The early chapters inform the reader of the important intellectual movements prior to the war. These movements proposed that science, technology, and the state could build a superior society without reliance upon God. Eugenics and Social Darwinism played a huge role in these Utopian schemes, which all crumbled in the cataclysm of 1914-1918. World War I ushered in an era of pessimism with patriotic and religious values being suspect and often disowned. Former soldiers often led the way in literature by sucking all the glory and meaning from war. The book attempts to answer the question why Tolkien and Lewis defended traditional values in a world where most intellectuals were turning against them.
Neither Tolkien nor Lewis found themselves eager to enter the war. Both enlisted out of peer pressure: Lewis enlisted just prior to when he would have been drafted. Tolkien experienced WWI in all its horror at the Battle of the Somme in 1916, which would provide the inspiration for the Dead Marshes in The Lord of the Rings. Contracting trench foot caused him to be sent home from the front lines, but not before all but one of his closest friends died in the conflict. Lewis served from 1917 – 1918, with his campaign in France ending by him being wounded on April 15th and serving from then on in the Home Guard until December of that year.
Lewis perhaps had the longest route to conversion. Tolkien always seems to have staunchly believed in Christianity and heroism–even if he claimed to lack physical courage. (Tolkien describes Faramir as the one of his characters most similar to him with the exception of physical courage. What a humble man indeed!) Tolkien’s values were mirrored in the Old English poetry he loved so much, and only became more somber after his experience of war. Lewis himself was a convinced atheist at the time of WWI. He had a particularly negative view of reality, which comes out in his Pre-Christian work, Spirits in Bondage. (This work reveals a diabolical imagination reminiscent of Karl Marx or Thomas Hardy. I can’t recommend it in good conscience.) WWI only deepened this feeling.
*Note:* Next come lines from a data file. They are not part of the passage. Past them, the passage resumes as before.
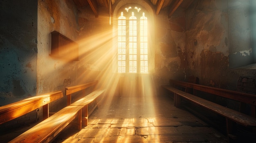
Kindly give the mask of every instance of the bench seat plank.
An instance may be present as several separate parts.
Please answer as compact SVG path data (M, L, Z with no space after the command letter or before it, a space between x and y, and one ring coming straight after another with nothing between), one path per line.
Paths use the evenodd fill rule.
M93 101L97 97L102 94L104 90L97 90L84 97L80 99L76 102L70 104L70 105L87 105Z
M167 89L167 90L172 92L173 92L175 94L176 93L186 93L186 92L184 91L180 90L177 88L175 88L174 87L171 86L162 86L163 88L165 88L165 89Z
M176 93L182 97L210 110L216 112L235 122L245 126L256 126L256 118L242 113L221 105L211 102L188 93Z
M82 90L88 88L89 87L95 86L98 83L98 81L89 82L85 84L81 84L77 86L70 86L66 88L66 95L71 94L81 91Z
M68 106L9 143L49 143L77 116L83 106Z
M0 124L18 118L63 97L63 93L61 91L56 91L35 96L0 107Z

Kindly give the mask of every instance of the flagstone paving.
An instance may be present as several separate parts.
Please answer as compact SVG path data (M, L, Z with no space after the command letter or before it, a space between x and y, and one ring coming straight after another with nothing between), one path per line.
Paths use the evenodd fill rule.
M227 143L226 137L167 97L115 97L101 103L79 131L53 143Z

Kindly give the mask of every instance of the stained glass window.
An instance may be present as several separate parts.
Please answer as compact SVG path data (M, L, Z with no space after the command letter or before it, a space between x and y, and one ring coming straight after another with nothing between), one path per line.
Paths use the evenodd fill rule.
M147 18L137 7L125 9L118 18L118 72L148 73Z

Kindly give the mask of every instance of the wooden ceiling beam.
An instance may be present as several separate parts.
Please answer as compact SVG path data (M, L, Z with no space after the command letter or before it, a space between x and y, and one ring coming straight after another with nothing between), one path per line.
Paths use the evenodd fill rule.
M171 15L173 14L173 13L178 8L178 7L180 5L180 4L182 2L183 0L176 0L174 2L173 2L173 4L172 4L172 6L170 9L170 13L168 15L168 17L170 17Z
M108 7L108 1L110 0L103 0L104 2L104 6L107 8Z
M157 7L157 10L155 12L155 13L157 15L159 14L159 12L160 12L160 10L162 8L164 2L164 0L159 0L158 1L158 4Z
M151 2L154 5L155 5L157 4L157 0L151 0Z
M95 15L95 18L99 17L99 12L98 11L98 4L94 0L87 0L89 4L91 7L93 13Z

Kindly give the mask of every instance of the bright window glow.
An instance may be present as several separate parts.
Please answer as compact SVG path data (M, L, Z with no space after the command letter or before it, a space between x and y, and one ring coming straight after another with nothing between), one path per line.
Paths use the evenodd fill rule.
M119 73L148 72L148 20L144 13L139 13L140 8L134 9L136 10L130 12L132 9L131 7L125 9L128 15L130 15L128 20L124 15L123 12L118 18L118 72ZM135 12L137 13L136 15L140 15L138 20Z

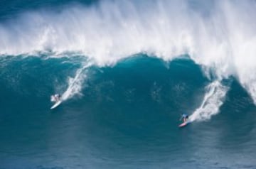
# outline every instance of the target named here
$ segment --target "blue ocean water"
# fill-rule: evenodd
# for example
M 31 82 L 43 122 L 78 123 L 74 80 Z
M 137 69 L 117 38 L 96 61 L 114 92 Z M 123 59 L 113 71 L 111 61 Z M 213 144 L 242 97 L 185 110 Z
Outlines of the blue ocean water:
M 142 40 L 135 48 L 131 36 L 124 36 L 124 41 L 112 39 L 115 35 L 110 31 L 115 28 L 97 29 L 96 26 L 106 26 L 113 18 L 112 13 L 104 13 L 106 6 L 122 16 L 122 21 L 132 23 L 133 17 L 144 17 L 138 9 L 144 6 L 144 11 L 151 11 L 149 1 L 1 2 L 0 168 L 256 168 L 256 107 L 253 90 L 250 90 L 254 81 L 249 81 L 250 88 L 244 78 L 246 71 L 242 72 L 243 76 L 240 76 L 239 69 L 235 71 L 238 73 L 226 75 L 230 67 L 218 65 L 232 65 L 229 62 L 232 57 L 237 57 L 234 62 L 239 57 L 234 55 L 219 62 L 222 60 L 216 61 L 216 54 L 213 66 L 208 66 L 207 62 L 198 59 L 206 56 L 191 55 L 187 48 L 174 58 L 164 55 L 169 52 L 165 48 L 154 48 L 161 43 L 160 40 L 166 40 L 159 30 L 151 32 L 156 35 L 154 37 L 160 37 L 154 39 L 156 43 Z M 188 1 L 192 8 L 203 8 L 203 15 L 206 11 L 208 14 L 211 13 L 206 7 L 207 3 Z M 173 3 L 180 4 L 178 1 Z M 55 8 L 63 16 L 53 13 Z M 70 8 L 74 13 L 65 13 Z M 81 16 L 83 13 L 75 11 L 76 8 L 93 11 L 86 13 L 90 19 L 85 18 L 86 23 L 94 18 L 92 26 L 83 25 L 85 16 Z M 124 13 L 129 9 L 134 14 L 124 17 L 124 13 L 117 14 L 120 11 L 114 11 L 116 8 L 121 8 Z M 100 13 L 109 13 L 108 16 L 103 15 L 109 18 L 99 20 L 95 16 L 99 9 L 102 9 Z M 51 17 L 45 16 L 44 10 L 50 11 Z M 26 20 L 31 17 L 28 16 L 36 16 L 32 18 L 43 21 L 39 24 L 36 19 Z M 63 16 L 73 19 L 72 26 L 78 32 L 71 33 L 74 30 L 69 27 L 70 23 L 61 25 L 58 20 L 64 19 Z M 119 23 L 117 18 L 113 20 Z M 139 28 L 140 24 L 136 23 L 139 20 L 136 21 L 134 28 Z M 36 28 L 44 27 L 45 23 L 54 30 L 50 38 L 46 36 L 49 42 L 43 43 L 43 50 L 38 47 L 40 43 L 35 36 L 41 37 L 42 32 L 33 31 L 35 23 Z M 90 26 L 99 31 L 88 36 Z M 135 33 L 139 36 L 138 41 L 147 39 L 143 33 L 138 33 L 142 29 L 134 31 L 128 28 L 122 27 L 127 35 Z M 115 33 L 117 38 L 122 40 L 117 30 Z M 67 36 L 60 38 L 59 35 Z M 87 40 L 94 36 L 97 39 L 96 35 L 102 40 L 94 43 L 93 40 Z M 63 41 L 55 41 L 53 36 Z M 83 43 L 77 38 L 68 38 L 73 36 L 80 40 L 84 37 L 88 41 Z M 10 43 L 14 37 L 16 40 Z M 42 37 L 40 40 L 45 40 Z M 34 41 L 27 41 L 29 39 Z M 122 48 L 122 44 L 129 40 L 130 48 Z M 106 41 L 107 45 L 105 45 Z M 108 43 L 110 41 L 112 43 Z M 178 41 L 176 43 L 180 43 Z M 67 45 L 67 51 L 60 52 L 62 43 Z M 111 48 L 110 44 L 117 45 Z M 142 44 L 148 45 L 137 50 Z M 85 53 L 80 51 L 80 46 L 86 49 Z M 90 50 L 94 48 L 96 50 Z M 174 50 L 178 51 L 179 48 Z M 230 67 L 233 70 L 233 67 Z M 50 110 L 50 97 L 55 93 L 63 94 L 65 99 L 58 107 Z M 183 113 L 191 115 L 193 122 L 180 129 L 178 126 Z

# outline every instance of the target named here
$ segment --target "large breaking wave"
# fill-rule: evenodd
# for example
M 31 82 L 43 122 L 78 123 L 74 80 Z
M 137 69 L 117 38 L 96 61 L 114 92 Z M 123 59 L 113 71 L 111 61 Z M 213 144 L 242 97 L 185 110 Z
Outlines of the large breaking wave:
M 191 120 L 218 112 L 234 77 L 256 103 L 255 1 L 101 1 L 62 11 L 31 11 L 0 23 L 0 53 L 48 58 L 76 53 L 100 67 L 114 65 L 137 53 L 170 61 L 187 54 L 210 82 Z M 80 93 L 88 62 L 63 91 Z M 85 73 L 84 73 L 85 72 Z

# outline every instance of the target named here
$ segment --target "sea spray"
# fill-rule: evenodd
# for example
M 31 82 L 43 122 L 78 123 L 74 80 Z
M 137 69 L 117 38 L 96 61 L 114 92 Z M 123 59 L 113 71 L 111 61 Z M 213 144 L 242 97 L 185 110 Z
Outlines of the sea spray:
M 228 87 L 216 80 L 206 87 L 206 94 L 201 106 L 189 116 L 191 121 L 208 120 L 219 111 L 223 104 Z
M 82 67 L 79 68 L 74 77 L 68 77 L 68 87 L 61 96 L 62 101 L 65 101 L 72 98 L 75 94 L 82 94 L 80 91 L 82 87 L 82 82 L 87 77 L 86 69 L 92 65 L 91 62 L 85 64 Z

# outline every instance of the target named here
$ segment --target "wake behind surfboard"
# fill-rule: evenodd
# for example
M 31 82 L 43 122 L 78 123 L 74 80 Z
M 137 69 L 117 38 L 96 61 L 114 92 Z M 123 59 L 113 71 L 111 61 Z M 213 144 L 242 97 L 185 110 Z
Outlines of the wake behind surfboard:
M 180 125 L 178 125 L 178 127 L 184 127 L 184 126 L 186 126 L 188 124 L 191 124 L 191 121 L 185 121 L 182 124 L 181 124 Z
M 54 108 L 56 108 L 58 105 L 60 105 L 61 104 L 61 100 L 58 101 L 57 102 L 55 102 L 55 104 L 53 104 L 53 106 L 52 106 L 50 107 L 50 109 L 53 109 Z

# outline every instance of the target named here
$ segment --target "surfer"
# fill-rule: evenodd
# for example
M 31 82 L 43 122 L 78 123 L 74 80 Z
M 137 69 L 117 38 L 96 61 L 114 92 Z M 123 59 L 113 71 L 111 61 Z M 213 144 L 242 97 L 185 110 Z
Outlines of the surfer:
M 185 123 L 186 121 L 187 121 L 188 119 L 188 115 L 186 114 L 181 114 L 181 117 L 180 120 L 183 120 L 183 123 Z
M 58 101 L 60 100 L 60 95 L 59 94 L 55 94 L 50 97 L 50 101 L 57 102 Z

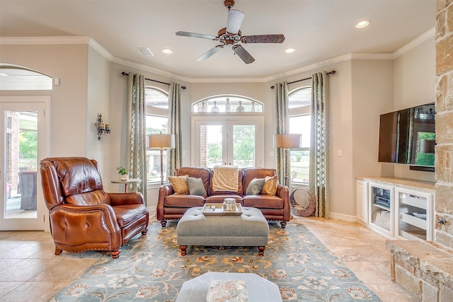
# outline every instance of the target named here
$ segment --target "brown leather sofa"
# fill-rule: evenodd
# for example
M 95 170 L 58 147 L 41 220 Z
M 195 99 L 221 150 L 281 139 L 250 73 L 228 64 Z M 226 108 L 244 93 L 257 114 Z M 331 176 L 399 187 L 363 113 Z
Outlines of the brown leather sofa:
M 55 157 L 40 166 L 55 255 L 108 250 L 116 259 L 130 239 L 146 235 L 149 214 L 143 196 L 104 192 L 96 161 Z
M 247 187 L 253 178 L 274 176 L 276 173 L 275 169 L 239 169 L 237 192 L 214 191 L 213 173 L 212 169 L 206 168 L 183 167 L 175 170 L 175 176 L 189 175 L 191 178 L 201 178 L 207 195 L 175 194 L 171 183 L 161 185 L 159 192 L 156 216 L 162 226 L 166 226 L 167 220 L 179 220 L 188 209 L 203 207 L 205 203 L 222 203 L 227 197 L 234 198 L 236 202 L 243 207 L 259 209 L 268 221 L 281 221 L 282 228 L 286 226 L 287 221 L 289 221 L 291 217 L 287 187 L 278 184 L 275 195 L 246 194 Z

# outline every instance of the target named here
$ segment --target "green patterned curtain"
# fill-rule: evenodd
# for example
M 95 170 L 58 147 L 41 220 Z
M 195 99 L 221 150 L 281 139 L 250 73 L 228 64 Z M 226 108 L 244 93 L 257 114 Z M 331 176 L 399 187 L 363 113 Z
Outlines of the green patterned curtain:
M 288 113 L 288 84 L 287 82 L 275 85 L 275 134 L 289 133 L 289 114 Z M 276 170 L 278 182 L 285 183 L 284 152 L 280 148 L 275 149 Z M 286 163 L 286 170 L 289 170 L 289 161 Z
M 309 191 L 315 197 L 314 216 L 329 218 L 328 78 L 326 71 L 311 76 L 311 132 Z
M 175 169 L 183 165 L 183 138 L 181 129 L 181 86 L 170 84 L 168 91 L 169 124 L 168 133 L 175 134 L 175 149 L 167 151 L 167 177 L 173 175 Z M 168 179 L 168 178 L 167 178 Z
M 126 164 L 132 178 L 142 180 L 130 185 L 132 191 L 143 194 L 147 201 L 147 129 L 145 125 L 144 76 L 129 73 L 127 76 L 127 133 L 126 134 Z

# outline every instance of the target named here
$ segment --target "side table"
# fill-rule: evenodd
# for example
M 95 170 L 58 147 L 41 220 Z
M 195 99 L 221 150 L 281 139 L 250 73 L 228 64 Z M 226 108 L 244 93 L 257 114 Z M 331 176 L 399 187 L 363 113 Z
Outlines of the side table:
M 125 193 L 127 193 L 127 185 L 130 183 L 140 183 L 142 180 L 139 178 L 129 178 L 127 180 L 112 180 L 112 183 L 119 183 L 125 185 Z

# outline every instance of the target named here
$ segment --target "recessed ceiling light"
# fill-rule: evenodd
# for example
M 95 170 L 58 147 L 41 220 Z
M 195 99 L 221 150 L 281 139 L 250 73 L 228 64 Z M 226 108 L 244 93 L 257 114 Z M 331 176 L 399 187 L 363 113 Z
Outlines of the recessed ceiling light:
M 370 22 L 369 20 L 362 21 L 357 23 L 355 25 L 355 27 L 357 28 L 365 28 L 365 26 L 368 26 L 369 25 L 369 22 Z
M 164 54 L 173 54 L 173 50 L 171 50 L 170 48 L 164 48 L 162 50 L 162 52 L 164 52 Z
M 137 49 L 139 50 L 144 56 L 154 56 L 148 47 L 137 47 Z

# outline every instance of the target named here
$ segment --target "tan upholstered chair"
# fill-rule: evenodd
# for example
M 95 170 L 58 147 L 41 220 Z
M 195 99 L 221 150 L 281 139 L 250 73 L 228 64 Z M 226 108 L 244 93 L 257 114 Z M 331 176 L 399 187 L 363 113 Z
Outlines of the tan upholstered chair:
M 55 157 L 40 162 L 55 255 L 63 250 L 108 250 L 148 231 L 149 212 L 141 193 L 107 193 L 94 160 Z

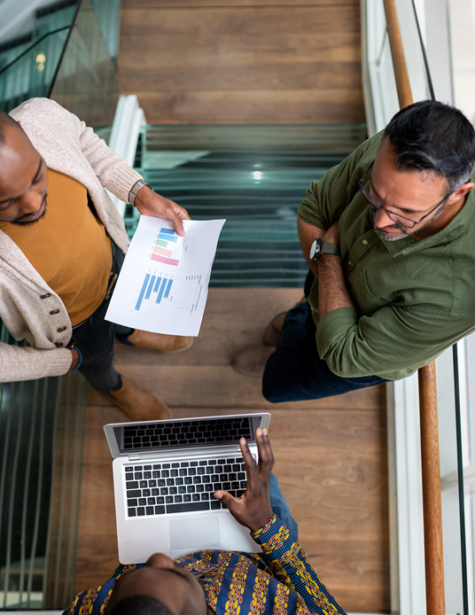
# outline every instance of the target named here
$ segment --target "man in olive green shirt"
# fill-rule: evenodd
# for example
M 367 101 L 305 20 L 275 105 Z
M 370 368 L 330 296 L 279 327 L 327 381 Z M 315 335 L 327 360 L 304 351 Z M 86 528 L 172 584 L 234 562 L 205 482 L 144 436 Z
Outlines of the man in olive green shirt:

Fortunately, Lewis had discovered George MacDonald, who influenced Lewis’ conversion more than any other person besides Tolkien himself. MacDonald, a Christian fantasist and pastor, opened Lewis’ mind to the concept of myth: archetypes left on the human psyche by God in order to draw man to higher things and even God Himself. His love of myth and his longing for the values pointed out in the stories of MacDonald led to an important conversation with Tolkien. In this conversation, which lasted all hours of the night, Tolkien was able to connect the dots between myth and Christianity: Christianity is the “true myth” which speaks to the values deepest in the human heart. This conversation effectively brought Lewis back to the Faith of his youth.
I cannot stress enough how fascinating Loconte’s weaving together of history, religion, and literature is in the lives of these two men. Any fan of the Inklings must read this excellent and approachable work of scholarship.